Antibody generation is a balance of stimulation and inhibition, a discovery that might predict vaccination response

Newly defined follicular regulatory T cells (TFR cells) suppress antibody production. The inhibitory receptor PD-1 has multiple roles on the TFR cell. First, it inhibits TFR cell differentiation from natural T regulatory cells (nTreg). Second, it inhibits the suppressive capacity of TFR cells. Third, it prevents the departure of TFR cells from the lymph node into the circulation via the efferent lymph system. Illustration courtesy of the Sharpe Lab.

The immune system operates using checks and balances, mounting a defense against invading pathogens, but also beating a retreat when threats recede. The creation of antibodies tailored to counter specific attacks is a hallmark of the adaptive immune response carried out by T cells.

Scientists have identified a new subclass of immune cells involved in regulating antibody generation. Now, HMS researchers have taken that discovery further by separating and then manipulating these cells in experiments that suggest how they could be harnessed to improve health.

“Understanding how these cells work in different contexts will lead to new types of therapeutic strategies for vaccination and perhaps for treating certain types of autoimmune disease where you have dysregulated antibodies,” said Arlene Sharpe, HMS George Fabyan Professor of Comparative Pathology.

Until a decade ago, scientists focused on the generation and promotion of antibodies by immune-system players called helper T cells. Vaccines induce this response, spurring the production of protective antibodies against an invader that cells are “taught” to recognize. In 2000, researchers identified a previously unknown but distinct subset of helper T cells called follicular helper T cells, which also stimulate immune responses and antibody production.

But follicular helper T cells have a more recently discovered counterpart in antibody generation: follicular regulatory T cells that inhibit antibody production. This additional layer of immune response regulation has important implications for understanding what leads to the successful generation of an antibody response or to the unbridled and damaging immune response seen in autoimmune diseases such as systemic lupus, rheumatoid arthritis and myasthenia gravis.
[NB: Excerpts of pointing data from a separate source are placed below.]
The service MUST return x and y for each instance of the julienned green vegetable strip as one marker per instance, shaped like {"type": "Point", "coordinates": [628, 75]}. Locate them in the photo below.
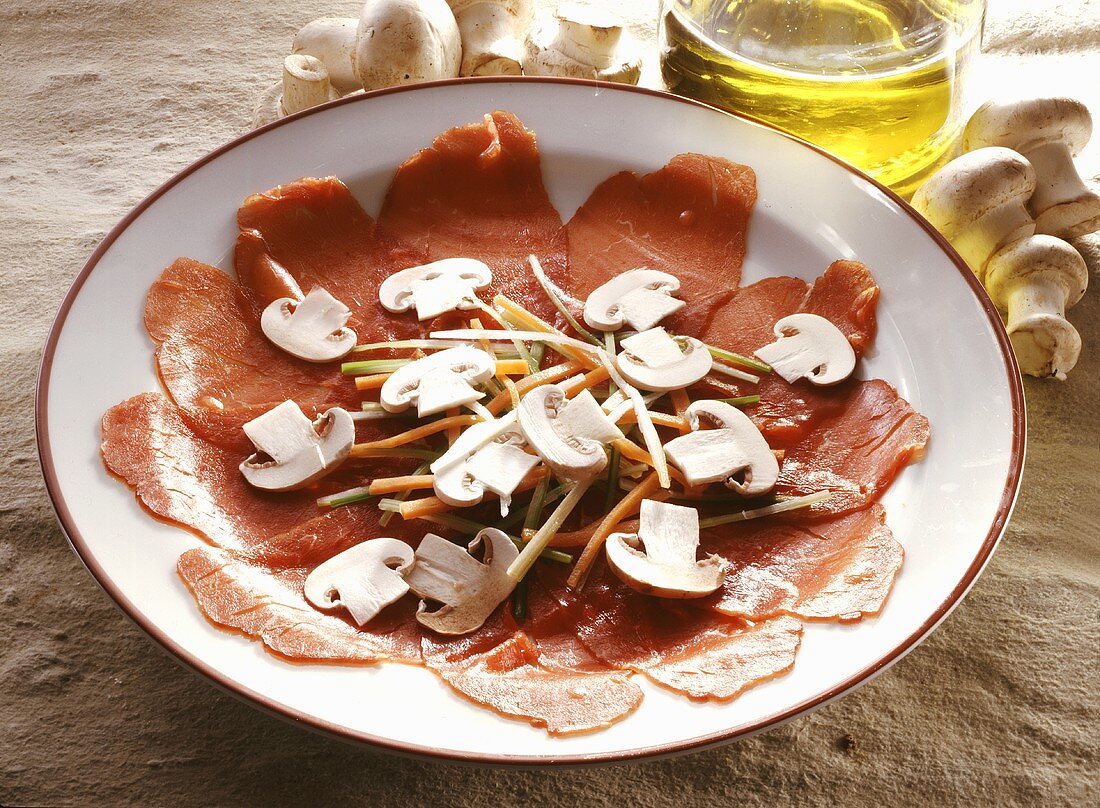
{"type": "Point", "coordinates": [558, 303]}
{"type": "Point", "coordinates": [740, 401]}
{"type": "Point", "coordinates": [369, 366]}
{"type": "Point", "coordinates": [352, 495]}
{"type": "Point", "coordinates": [747, 361]}
{"type": "Point", "coordinates": [468, 526]}
{"type": "Point", "coordinates": [422, 468]}
{"type": "Point", "coordinates": [793, 504]}
{"type": "Point", "coordinates": [534, 549]}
Only a handful of scientific papers have been published about follicular regulatory T cells. One, from the Sharpe lab, sheds light on this new player in antibody response. The report appears online this week in Nature Immunology.

“This is a very specific cell that can inhibit the antibody response,” said Sharpe, who is also HMS professor of microbiology and immunobiology and co-director of the Harvard Institute for Translational Immunology. “You really need to look at these two types of cells, both stimulatory and inhibitory arms of the immune system, that can guide whether or not you get a good antibody response.”

Working in mice, the researchers were the first to show that these cells exist in blood, which is an advantage both for conducting experiments and, potentially, for predicting how well people might respond to vaccination or even to cell therapy. In this emerging treatment, the idea is to give back to a patient immune cells that are modulated in some way to restore the proper immune response.

The Sharpe lab was also able to separate follicular helper T cells from follicular regulatory T cells, and show that by manipulating their balance they could control antibody production in a mouse.

The ratio of follicular helper T cells to follicular regulator T cells is crucial and may explain why previous tests using mixtures of the cells did not yield clear results, said the paper’s first author, Peter Sage, a graduate student in Sharpe’s lab.

“We can go back now and understand how the humoral immune system and antibody production work with what we know now,” he said. Humoral immunity refers to immunity involving antibodies in the blood.

It appears that the ratio of these cells determines the effectiveness of vaccines. Patients who are older don’t respond as well as younger people to vaccination, perhaps because their balance of follicular helper T cells and follicular regulatory T cells has changed with age. Adding a protein that increases the helper-to-regulatory ratio might be one tactic to help stimulate early immune response, Sharpe said.

“We may be able to rig the system, if you will, so you can get a better response to get better antibody protection,” she said.

On the other side of the balance are autoimmune diseases, in which regulatory cells can no longer suppress helper cells, leading to a damaging attack on the body’s own cells.

“Maybe there’s a therapeutic way to supply those follicular regulatory T cells that are missing in a way to treat systemic autoimmune disease,” Sage said.

The paper describes how follicular helper and regulatory T cells are controlled by the PD-1 pathway, an inhibitory pathway that shuts down the response of certain immune cells when they are exhausted by the persistent barrage of chronic infection or malignancy. PD-1 has captured scientists’ attention because tumors and microbes hijack this inhibitory cell receptor to evade immune eradication, grow and survive. It turns out that the PD-1 pathway controls both the development and the suppression of follicular regulatory T cells.

Much more work remains to be done to understand the role of these cells in health and disease.

“This is really just the beginning of a whole new area of immunology because we have more questions than answers,” Sage said.

This work was supported by National Institutes of Health grants T32 AI070085, R01 AI40614, P01 78897 and R37 AI38310.